When Republicans originally got behind Donald Trump, they figured that it wouldn't much matter that he wasn't remotely conversant with the details of public policy. He could sit in the Oval Office tweeting about how America was becoming Great Again, while the experienced and knowledgeable GOP members of Congress, under the wise and firm guidance of Paul Ryan and Mitch McConnell, would write the bills, pass them through both houses, and send them on to the White House for a signature. So much winning, and everybody wins.
But when they set about tackling their first big legislative priority — repealing and replacing the Affordable Care Act — they found that Trump had an ability, and perhaps even an eagerness, to sabotage them at every turn, even if it wasn't clear he realized it. And now it's about to happen to them all over again.
It sometimes appears that Trump would be happier if the presidency was just a figurehead position, like king of Spain or grand marshal of the Rose Parade. Indeed, he may have thought that's what it was; after 100 days on the job, he confessed that he was surprised to learn that being president of the world's leading military, economic, and cultural superpower was somewhat more complicated than running a brand-licensing business. "This is more work than in my previous life," he told an interviewer. "I thought it would be easier."
Given all the strain, he wasn't going to be bothered reading briefing books and boning up on white papers; according to one report, National Security Council officials learned that in the documents they gave him it was necessary to repeat his name in "as many paragraphs as we can because he keeps reading if he's mentioned." But that doesn't mean he won't be called upon for his thoughts when key policy changes are being debated. And that's where the trouble starts.

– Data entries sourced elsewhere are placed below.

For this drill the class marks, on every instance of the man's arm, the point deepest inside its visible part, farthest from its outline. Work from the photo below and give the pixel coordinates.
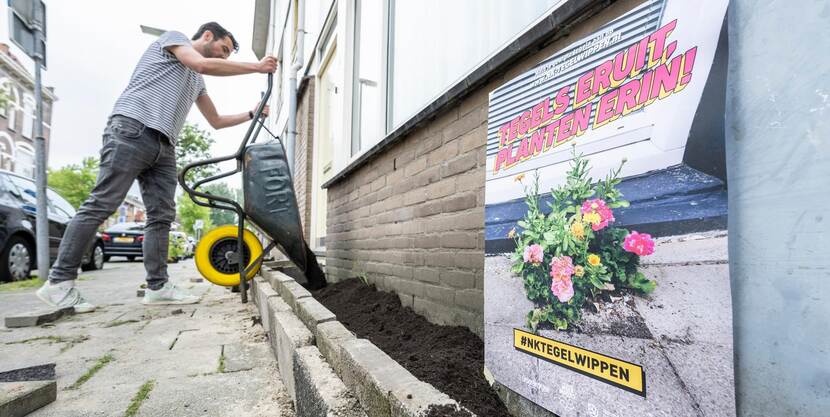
(218, 121)
(217, 66)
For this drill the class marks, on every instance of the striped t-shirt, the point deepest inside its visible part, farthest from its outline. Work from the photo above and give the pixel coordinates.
(161, 89)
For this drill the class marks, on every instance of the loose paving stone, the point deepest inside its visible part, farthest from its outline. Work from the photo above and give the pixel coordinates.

Republicans had a difficult task in the ACA repeal, which is that they had to get the public to buy a version of health care that would be much less generous than the status quo. Their philosophy demanded that the government step back from providing insurance and subsidies, which would necessarily be painful; the promise of a better future fueled by the wondrous magic of the free market might sound good in the abstract, but it's not quite as appealing when it means you just lost your insurance.
But instead of using his unmatched megaphone to make the case for this change, every time Trump opened his mouth he seemed to promise more government, more benefits, a gentler embrace from Washington, D.C. "We're going to have insurance for everybody," he said, no doubt sending Paul Ryan rushing to reread his dog-eared copy of Atlas Shrugged for comfort.
It was an echo of the rhetoric he used during the campaign, not just on health care but much more broadly. "I will give you everything," he said. "I will give you what you've been looking for for 50 years." It's not a message that fits well with a party that would rather smack you across the face and tell you to pull yourself up by your bootstraps, and it left Republicans with the leader of their own party making promises they had no intention of keeping.
Now history is repeating itself as they prepare to launch an effort to cut taxes on corporations and the wealthy. Trump is shooting his mouth off again, telling reporters this week, "The rich will not be gaining at all with this plan." Even though the plan has not been issued yet, everybody knows the rich will be gaining quite a bit. He even suggested that the rich might get their taxes increased: "I think the wealthy will be pretty much where they are ... If they have to go higher, they'll go higher." Yet the chances that Republicans will raise taxes on the wealthy are precisely zero. When the administration released a brief outline of its plan earlier this year, the Tax Policy Center ran the numbers and determined that those in the top 1 percent were in for an average tax cut of $271,340, while those in the top one-tenth of 1 percent would get an average cut of $1.4 million.
To most Republicans, that's just as it should be — justice demands that those noble job creators be relieved of the terrible burden of taxation. But now that Trump has said what he said, they'll all be confronted by reporters asking, "The president said your plan wouldn't cut taxes for the wealthy. So how do you explain what it actually does?" Squirming will ensue.
Why does Trump do this? As much as he's focused on pleasing his base and lashing out at anyone who criticizes him, he also has a deep need for approval. In the moment, he's likely to say whatever he thinks will please whoever he's talking to. He wants smiles and nods, good press coverage, the affirmation of everyone around him. And since he has no firm conservative philosophy to guide him, he says whatever sounds good.
So when he gets asked about taxes, he'll say whatever sounds like it will meet with acclaim, regardless of whether it has any relationship to what Republicans are actually trying to do. Which is going to make their job — convincing the public that a gigantic tax cut for corporations and the wealthy will cure the country of all its ills — a lot more difficult.